Becoming a new me, is it possible?
By Maryanna Iglesias Musick
Those who have ever tried a new language experience, will probably tell you about that particular feeling when you find yourself being, acting and becoming someone quite different from who you considered yourself to be.
And then, once and again, as you continue to dig deeper into that language´s universe, you experience a new side of your personality.
You become aware of its impact in you as soon as you start spontaneously speaking, arguing, just chatting or even dreaming in that adopted language of yours, then you listen to yourself and… -What the foRk!?- you come to realize that you have changed! You find yourself doing, and saying things you never thought you would, not even in your wildest imagination episodes.
When making decisions, I try English
The first time this happened to me, in my late teens, I was learning English aboard and I started to keep a dairy, as a good way to track my advance. I suddenly started feeling like I was reading another person’s mind. Even hanging around with my mates, I caught myself expressing in a very polite, calmed and practical way, quite the opposite to the passionate, impulsive energy that naturally shows up when speaking my mother tongue from the Caribbean.
I learned from those years that my brain makes better decisions in English, the language in which I personally became responsible for myself.
More than a feeling?
There´s a lot said and to be said about the topic, after all… the Czech proverb goes: “Learn a new language and get a new soul”, doesn’t it?.
Many bilinguals report a feeling of acting differently in each language, and the phenomenon has been widely studied by scientific authorities.
Most of the studies in the area report that frequently, what is perceived as a change in personality actually responds to an adaptation to a new culture, which means the individual changes their behaving becoming ‘bicultural’ as an adapting strategy to the context where they are.

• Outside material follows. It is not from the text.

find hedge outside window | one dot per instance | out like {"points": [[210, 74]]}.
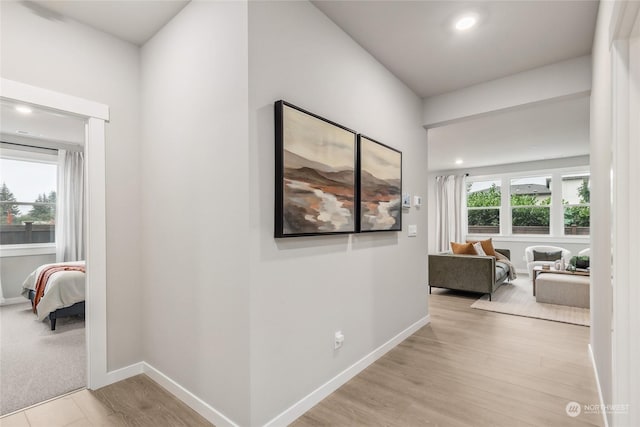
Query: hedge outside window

Culture, a window to language
ʻʻSociology understands culture as the languages, customs, beliefs, rules, arts, knowledge, and collective identities and memories developed by members of all social groups that make their social environments meaningful. Sociologists study cultural meaning by exploring individual and group communication; meaningfulness is expressed in social narratives, ideologies, practices, tastes, values, and norms as well as in collective representations and social classifications.” (American Sociological Association).https://www.asanet.org/topics/culture).
After taking all those ‘steps forward’ on listening, watching, reading and speaking practices that teachers recommend in order to build your level, there comes a time when you have to step into the language’s natural environment and steep yourself in the culture.
That is how you actually get to know the nuances of the language and also, organically, you begin identifying yourself with its special references. And often, you also happen to fall in love with the intangible collective that we name ‘culture’.
Lennon and McCartney, Queen, Lewis Carroll, Oscar Wilde, Virginia Wolf, Earl Grey or Darjeeling, Victoria and Diana, Jack the Ripper, the Merchant of Venice, Dr. Jekyll and Mr. Hyde, Captain Blackbeard, Camden Town evenings, Portobello Road, Kew Garden strolls… all of them have been with me, every step of the way of my English learning journey.
Taking this into account, we can easily understand it’s so vital for us to learn the culture, as a window to the target language.